Let $C\in\mathbb{R}^{n\times n}$ be a matrix such $det(C)\neq0$ b. I need to prove that exists $B\in\mathbb{R}^{n\times n}$ such $$e^B=C^2$$
This is a question from a curse of ODE, we have seen exponential of a matrix, Jordan form, and I believe this question can be solved with the inverse application theorem since $A\mapsto e^A$ is $C^\infty$ but my work doesn't help me so much. Is there any linear algebra trick or what is the best way to solve this ?

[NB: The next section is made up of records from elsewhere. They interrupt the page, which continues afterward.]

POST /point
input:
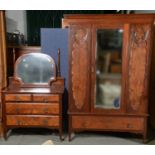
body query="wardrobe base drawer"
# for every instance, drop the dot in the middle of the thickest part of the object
(108, 123)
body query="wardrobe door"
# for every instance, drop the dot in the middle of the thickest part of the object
(139, 58)
(108, 82)
(79, 67)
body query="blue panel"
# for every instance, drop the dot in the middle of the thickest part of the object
(51, 40)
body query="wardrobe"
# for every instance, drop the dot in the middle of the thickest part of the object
(109, 71)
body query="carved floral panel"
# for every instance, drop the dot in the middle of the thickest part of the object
(80, 63)
(138, 55)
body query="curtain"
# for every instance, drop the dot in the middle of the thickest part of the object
(3, 79)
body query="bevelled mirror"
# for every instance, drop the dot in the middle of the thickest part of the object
(35, 68)
(108, 68)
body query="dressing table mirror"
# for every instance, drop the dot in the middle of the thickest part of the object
(33, 97)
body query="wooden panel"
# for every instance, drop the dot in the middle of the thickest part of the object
(20, 120)
(139, 47)
(45, 98)
(18, 97)
(32, 108)
(3, 65)
(80, 64)
(112, 123)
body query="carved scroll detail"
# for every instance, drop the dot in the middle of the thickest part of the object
(139, 39)
(79, 65)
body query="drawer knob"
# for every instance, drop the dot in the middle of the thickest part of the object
(18, 122)
(17, 98)
(45, 110)
(129, 125)
(45, 100)
(17, 110)
(45, 122)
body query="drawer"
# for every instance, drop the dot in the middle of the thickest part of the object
(18, 97)
(32, 108)
(45, 98)
(108, 123)
(21, 120)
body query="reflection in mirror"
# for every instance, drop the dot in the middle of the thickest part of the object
(35, 68)
(108, 68)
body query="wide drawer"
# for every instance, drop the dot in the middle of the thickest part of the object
(19, 120)
(17, 97)
(108, 123)
(32, 108)
(45, 98)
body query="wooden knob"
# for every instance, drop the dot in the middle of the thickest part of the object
(45, 110)
(17, 110)
(18, 122)
(129, 125)
(45, 100)
(17, 98)
(45, 122)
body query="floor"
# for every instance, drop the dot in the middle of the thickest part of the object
(39, 136)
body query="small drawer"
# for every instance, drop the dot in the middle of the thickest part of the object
(45, 98)
(21, 120)
(32, 108)
(18, 97)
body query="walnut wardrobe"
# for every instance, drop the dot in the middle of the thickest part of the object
(109, 69)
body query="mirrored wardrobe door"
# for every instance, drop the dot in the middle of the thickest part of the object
(108, 54)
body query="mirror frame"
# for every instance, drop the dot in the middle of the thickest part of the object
(16, 77)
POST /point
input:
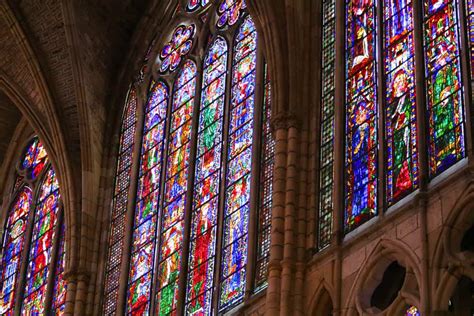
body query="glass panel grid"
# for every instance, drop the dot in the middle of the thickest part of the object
(326, 160)
(361, 114)
(207, 179)
(119, 203)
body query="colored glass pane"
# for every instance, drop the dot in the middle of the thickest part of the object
(196, 4)
(361, 114)
(400, 111)
(119, 203)
(43, 236)
(180, 44)
(174, 201)
(146, 210)
(443, 85)
(267, 162)
(326, 151)
(229, 12)
(413, 311)
(239, 166)
(35, 159)
(207, 179)
(13, 244)
(470, 31)
(59, 291)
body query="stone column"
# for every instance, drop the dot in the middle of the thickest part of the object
(278, 223)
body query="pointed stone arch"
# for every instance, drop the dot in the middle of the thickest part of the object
(369, 277)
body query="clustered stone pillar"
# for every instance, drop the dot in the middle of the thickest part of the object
(281, 269)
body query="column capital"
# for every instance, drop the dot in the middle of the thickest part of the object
(77, 275)
(284, 120)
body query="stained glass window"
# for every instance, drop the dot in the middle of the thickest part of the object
(412, 311)
(13, 245)
(35, 159)
(239, 166)
(443, 84)
(207, 179)
(326, 151)
(41, 215)
(41, 250)
(195, 176)
(361, 114)
(400, 111)
(174, 201)
(266, 189)
(146, 211)
(59, 291)
(119, 203)
(196, 4)
(470, 32)
(180, 44)
(229, 12)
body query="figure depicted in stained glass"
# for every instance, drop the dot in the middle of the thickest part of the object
(35, 159)
(413, 311)
(229, 12)
(443, 87)
(13, 245)
(180, 44)
(361, 114)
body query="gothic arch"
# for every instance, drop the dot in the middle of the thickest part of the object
(449, 261)
(322, 302)
(369, 276)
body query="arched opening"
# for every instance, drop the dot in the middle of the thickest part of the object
(387, 290)
(462, 300)
(324, 306)
(467, 242)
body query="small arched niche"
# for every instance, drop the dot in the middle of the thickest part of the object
(324, 306)
(390, 285)
(462, 299)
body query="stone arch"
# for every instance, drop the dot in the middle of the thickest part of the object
(322, 298)
(449, 261)
(369, 277)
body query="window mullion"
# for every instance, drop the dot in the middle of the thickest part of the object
(420, 96)
(466, 75)
(339, 124)
(162, 180)
(255, 172)
(382, 105)
(180, 308)
(53, 262)
(222, 184)
(21, 283)
(132, 193)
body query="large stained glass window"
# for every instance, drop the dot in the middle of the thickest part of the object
(41, 250)
(326, 151)
(443, 84)
(174, 195)
(470, 32)
(395, 97)
(239, 166)
(200, 147)
(146, 212)
(207, 180)
(400, 111)
(413, 311)
(37, 211)
(13, 245)
(266, 189)
(360, 192)
(119, 203)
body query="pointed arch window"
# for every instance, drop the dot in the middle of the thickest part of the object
(200, 234)
(382, 124)
(32, 238)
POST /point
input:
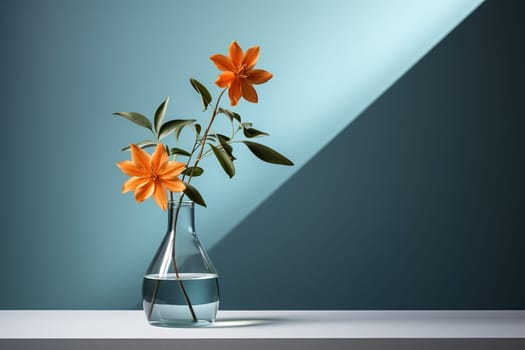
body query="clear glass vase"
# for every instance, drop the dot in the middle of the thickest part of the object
(180, 287)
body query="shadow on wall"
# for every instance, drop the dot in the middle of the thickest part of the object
(417, 204)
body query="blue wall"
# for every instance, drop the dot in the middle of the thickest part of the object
(71, 240)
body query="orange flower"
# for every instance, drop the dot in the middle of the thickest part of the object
(152, 176)
(238, 74)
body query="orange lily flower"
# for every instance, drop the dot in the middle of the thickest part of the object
(239, 74)
(152, 176)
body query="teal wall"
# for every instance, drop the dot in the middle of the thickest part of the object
(71, 240)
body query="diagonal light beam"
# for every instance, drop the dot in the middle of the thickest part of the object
(345, 55)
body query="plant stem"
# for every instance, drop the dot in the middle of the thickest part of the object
(199, 157)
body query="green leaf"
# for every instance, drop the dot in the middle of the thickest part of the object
(194, 194)
(230, 114)
(160, 113)
(267, 154)
(141, 144)
(173, 125)
(136, 118)
(205, 94)
(224, 160)
(251, 133)
(180, 151)
(223, 140)
(197, 129)
(193, 171)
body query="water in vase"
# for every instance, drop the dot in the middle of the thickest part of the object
(166, 304)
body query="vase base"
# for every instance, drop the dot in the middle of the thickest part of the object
(182, 324)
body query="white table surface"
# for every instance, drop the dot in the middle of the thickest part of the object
(268, 325)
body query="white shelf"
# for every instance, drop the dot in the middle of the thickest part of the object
(269, 325)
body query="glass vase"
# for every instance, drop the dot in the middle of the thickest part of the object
(180, 287)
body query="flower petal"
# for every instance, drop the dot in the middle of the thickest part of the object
(222, 62)
(251, 56)
(160, 196)
(248, 92)
(129, 168)
(234, 92)
(259, 76)
(159, 159)
(224, 79)
(140, 157)
(132, 183)
(144, 191)
(174, 185)
(236, 54)
(173, 169)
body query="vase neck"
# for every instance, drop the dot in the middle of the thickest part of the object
(181, 216)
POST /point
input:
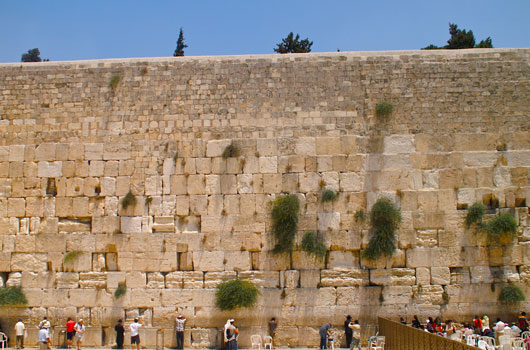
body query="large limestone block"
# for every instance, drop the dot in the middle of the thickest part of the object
(344, 277)
(28, 262)
(393, 277)
(397, 294)
(209, 260)
(50, 169)
(440, 275)
(399, 144)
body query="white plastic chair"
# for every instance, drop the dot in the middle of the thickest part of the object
(256, 341)
(3, 340)
(267, 341)
(517, 344)
(377, 343)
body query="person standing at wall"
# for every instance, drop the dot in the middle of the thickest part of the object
(70, 332)
(20, 330)
(179, 325)
(348, 330)
(324, 333)
(79, 333)
(356, 334)
(135, 333)
(120, 332)
(44, 338)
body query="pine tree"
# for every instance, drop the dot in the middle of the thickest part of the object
(461, 39)
(294, 45)
(179, 51)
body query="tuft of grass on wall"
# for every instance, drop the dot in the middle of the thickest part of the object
(385, 219)
(328, 196)
(313, 244)
(475, 214)
(285, 222)
(128, 200)
(511, 294)
(120, 291)
(236, 293)
(12, 296)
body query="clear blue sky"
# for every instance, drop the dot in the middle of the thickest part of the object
(92, 29)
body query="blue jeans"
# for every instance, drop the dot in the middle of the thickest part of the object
(324, 342)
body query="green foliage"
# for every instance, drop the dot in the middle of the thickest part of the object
(475, 214)
(236, 293)
(231, 151)
(294, 45)
(70, 257)
(120, 291)
(503, 225)
(461, 39)
(114, 81)
(359, 216)
(511, 294)
(12, 296)
(328, 196)
(32, 55)
(385, 219)
(313, 244)
(128, 200)
(179, 51)
(383, 109)
(285, 222)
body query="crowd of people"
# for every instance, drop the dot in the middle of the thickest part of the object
(479, 325)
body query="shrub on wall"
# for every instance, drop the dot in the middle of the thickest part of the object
(511, 294)
(385, 219)
(285, 222)
(502, 226)
(12, 296)
(475, 214)
(313, 244)
(236, 293)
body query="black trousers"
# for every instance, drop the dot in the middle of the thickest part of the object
(180, 340)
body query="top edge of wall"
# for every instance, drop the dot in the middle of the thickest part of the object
(271, 57)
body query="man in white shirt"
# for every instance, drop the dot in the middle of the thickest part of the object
(135, 333)
(180, 320)
(20, 329)
(44, 337)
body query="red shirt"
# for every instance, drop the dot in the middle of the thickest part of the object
(70, 326)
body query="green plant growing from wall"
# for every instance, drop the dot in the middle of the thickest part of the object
(12, 296)
(328, 196)
(313, 244)
(236, 293)
(114, 81)
(359, 216)
(285, 222)
(502, 226)
(511, 294)
(128, 200)
(383, 110)
(385, 219)
(475, 214)
(120, 291)
(231, 151)
(70, 257)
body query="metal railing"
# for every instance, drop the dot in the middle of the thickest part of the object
(402, 337)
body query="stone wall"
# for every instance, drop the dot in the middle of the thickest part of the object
(76, 137)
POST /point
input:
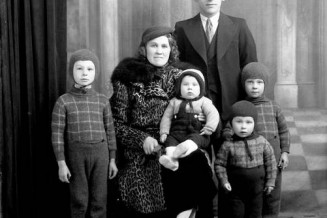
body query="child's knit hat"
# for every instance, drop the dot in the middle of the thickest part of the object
(84, 55)
(197, 75)
(255, 70)
(154, 32)
(244, 109)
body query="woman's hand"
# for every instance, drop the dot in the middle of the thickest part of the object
(202, 117)
(205, 131)
(113, 170)
(227, 186)
(283, 161)
(64, 173)
(268, 190)
(163, 138)
(149, 144)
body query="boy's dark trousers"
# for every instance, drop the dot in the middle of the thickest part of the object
(246, 197)
(271, 203)
(88, 164)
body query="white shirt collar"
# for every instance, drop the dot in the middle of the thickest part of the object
(214, 20)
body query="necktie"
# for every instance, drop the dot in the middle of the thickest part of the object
(209, 31)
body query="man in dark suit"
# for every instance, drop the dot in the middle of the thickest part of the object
(220, 46)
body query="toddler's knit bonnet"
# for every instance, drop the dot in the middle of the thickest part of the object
(255, 70)
(197, 75)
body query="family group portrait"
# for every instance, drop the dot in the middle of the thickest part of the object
(163, 109)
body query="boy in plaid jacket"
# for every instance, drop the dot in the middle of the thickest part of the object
(83, 139)
(271, 124)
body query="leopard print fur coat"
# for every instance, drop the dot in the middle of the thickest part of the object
(141, 93)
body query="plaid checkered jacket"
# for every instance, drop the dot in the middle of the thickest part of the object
(82, 116)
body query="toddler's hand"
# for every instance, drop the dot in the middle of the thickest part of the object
(184, 149)
(149, 145)
(202, 117)
(163, 138)
(113, 170)
(227, 186)
(205, 131)
(283, 161)
(268, 190)
(64, 173)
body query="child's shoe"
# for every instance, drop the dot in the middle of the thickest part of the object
(184, 149)
(168, 162)
(187, 214)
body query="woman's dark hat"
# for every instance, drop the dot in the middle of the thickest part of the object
(154, 32)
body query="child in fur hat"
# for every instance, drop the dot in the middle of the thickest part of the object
(180, 128)
(188, 177)
(246, 164)
(271, 124)
(83, 138)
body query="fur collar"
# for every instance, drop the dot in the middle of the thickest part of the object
(133, 70)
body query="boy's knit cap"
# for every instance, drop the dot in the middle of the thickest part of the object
(154, 32)
(84, 55)
(255, 70)
(190, 72)
(244, 109)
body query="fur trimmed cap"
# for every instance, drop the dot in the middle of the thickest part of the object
(154, 32)
(84, 55)
(244, 109)
(197, 75)
(255, 70)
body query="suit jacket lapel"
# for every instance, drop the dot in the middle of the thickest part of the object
(226, 31)
(196, 37)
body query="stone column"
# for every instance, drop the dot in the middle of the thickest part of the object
(286, 88)
(109, 51)
(322, 83)
(306, 54)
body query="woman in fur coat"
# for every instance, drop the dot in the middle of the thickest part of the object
(142, 88)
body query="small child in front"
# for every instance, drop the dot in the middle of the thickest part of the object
(180, 128)
(271, 124)
(245, 164)
(83, 138)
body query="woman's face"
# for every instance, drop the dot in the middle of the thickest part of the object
(158, 51)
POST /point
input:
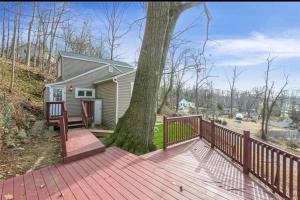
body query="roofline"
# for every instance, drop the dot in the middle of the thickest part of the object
(94, 61)
(105, 80)
(80, 75)
(115, 77)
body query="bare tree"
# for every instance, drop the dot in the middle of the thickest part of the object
(68, 34)
(14, 49)
(44, 19)
(3, 29)
(270, 99)
(231, 83)
(113, 20)
(134, 130)
(8, 26)
(202, 73)
(28, 52)
(175, 59)
(56, 19)
(179, 82)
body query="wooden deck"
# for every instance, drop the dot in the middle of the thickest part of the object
(82, 143)
(188, 171)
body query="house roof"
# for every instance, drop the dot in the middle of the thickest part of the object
(93, 59)
(108, 78)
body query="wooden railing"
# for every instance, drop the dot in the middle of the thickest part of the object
(87, 112)
(63, 134)
(276, 168)
(178, 129)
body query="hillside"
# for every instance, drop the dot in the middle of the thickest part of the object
(25, 141)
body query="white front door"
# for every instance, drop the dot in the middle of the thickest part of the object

We can find a matrix similar to $C$ in the Jordan canonical form, because $A \exp(B) A^{-1} = \exp(ABA^{-1})$ without loss of generality we can assume that $C$ is in the Jordan canonical form.
It is enough to solve the problem for one Jordan block $J(\lambda)=\lambda I +N$, here $\lambda \neq 0$ ($\det C \neq 0$) and $N$ is nilpotent.
So, we need to solve $e^B=\lambda I + N$. Now we can use series for logarithm $$ \log(1+x) = \sum_{n \geq 1} (-1)^{n-1}\frac{x^n}{n}. $$ Applying it to our case we get $$ B = \log (\lambda I +N)=\log(\lambda) \log(I+\frac{1}{\lambda}N) $$
Matrix $\frac{1}{\lambda}N$ is nilpotent, so $B=\log(\lambda)\log(I+\frac{1}{\lambda}N)$ is a polynomial.
Such matrix $B$ commutes with its complex conjugate $\overline{B}$. Also $\overline{e^B}=e^\overline{B}$, and $\overline{e^B} = \overline{C}=C$. Therefore $e^{B+\overline{B}}=e^B e^\overline{B}=C^2$.